So what exactly is fluorescence? For starters, not all things that luminesce in our aquaria are fluorescing. Some organisms bioluminesce, such as the small worms or Ophiuroid starfish that we see suddenly beaming brightly at night when stimulated. Bioluminescence is a product of a chemical mix that produces light. One form of energy is converted into another. We see this in some bacteria and among various macroscopic life forms. Some fishes and squids house such bacteria in symbiosis (e.g., "Flashlight" fishes). The process of bioluminescence can be intracellular or extracellular, but its chemical origins distinguish it from fluorescence.

Another form of light emission that we see, in minerals, for example, is phosphorescence. Phosphorescence is the glowing emission of light from absorbed radiation (a source of excitation). Unlike fluorescence, though, the glowing emission (phosphorescence) continues for a period of time after the source of light energy has ceased.

There are other "shiny" issues, too, that we must contend with. Some of the very colorful reef creatures have no remarkable distinction under a light that excites fluorescence. This is often because of still different artifacts in how we perceive color and light… namely reflective or iridescent qualities of various structures (spicules, e.g.), pigments and scales.

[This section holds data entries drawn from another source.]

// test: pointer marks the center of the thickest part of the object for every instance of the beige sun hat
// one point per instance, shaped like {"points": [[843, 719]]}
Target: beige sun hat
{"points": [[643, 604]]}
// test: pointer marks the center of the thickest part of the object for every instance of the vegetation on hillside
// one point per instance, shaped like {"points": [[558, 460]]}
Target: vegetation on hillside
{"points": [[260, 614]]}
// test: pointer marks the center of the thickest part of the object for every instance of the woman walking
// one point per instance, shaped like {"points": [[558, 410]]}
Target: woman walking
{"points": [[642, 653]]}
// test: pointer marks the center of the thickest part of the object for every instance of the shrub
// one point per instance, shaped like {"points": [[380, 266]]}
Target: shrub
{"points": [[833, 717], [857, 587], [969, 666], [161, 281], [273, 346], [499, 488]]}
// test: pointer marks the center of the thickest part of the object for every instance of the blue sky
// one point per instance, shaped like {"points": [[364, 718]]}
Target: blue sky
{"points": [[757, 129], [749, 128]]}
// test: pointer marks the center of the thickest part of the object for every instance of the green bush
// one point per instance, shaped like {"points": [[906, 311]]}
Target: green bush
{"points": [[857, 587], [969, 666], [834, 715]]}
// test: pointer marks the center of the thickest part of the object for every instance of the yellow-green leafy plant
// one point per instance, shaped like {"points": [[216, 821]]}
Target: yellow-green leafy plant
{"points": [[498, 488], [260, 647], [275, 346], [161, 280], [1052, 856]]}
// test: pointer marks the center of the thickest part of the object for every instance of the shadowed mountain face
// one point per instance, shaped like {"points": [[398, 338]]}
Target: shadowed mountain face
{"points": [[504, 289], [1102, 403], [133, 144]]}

But fluorescence, in layman's terms, is the absorption of light at one wavelength and its re-emission at another (without heat). Note: the difference in wavelengths (re-emission) is an important distinction here from mere reflection. Fluorescence changes the wavelength (color); reflection does not. Yet not all fluorescence is apparent to the naked eye; hence the excitement you hear from folks fascinated with the tools used to help see and record fluorescence in reef organisms.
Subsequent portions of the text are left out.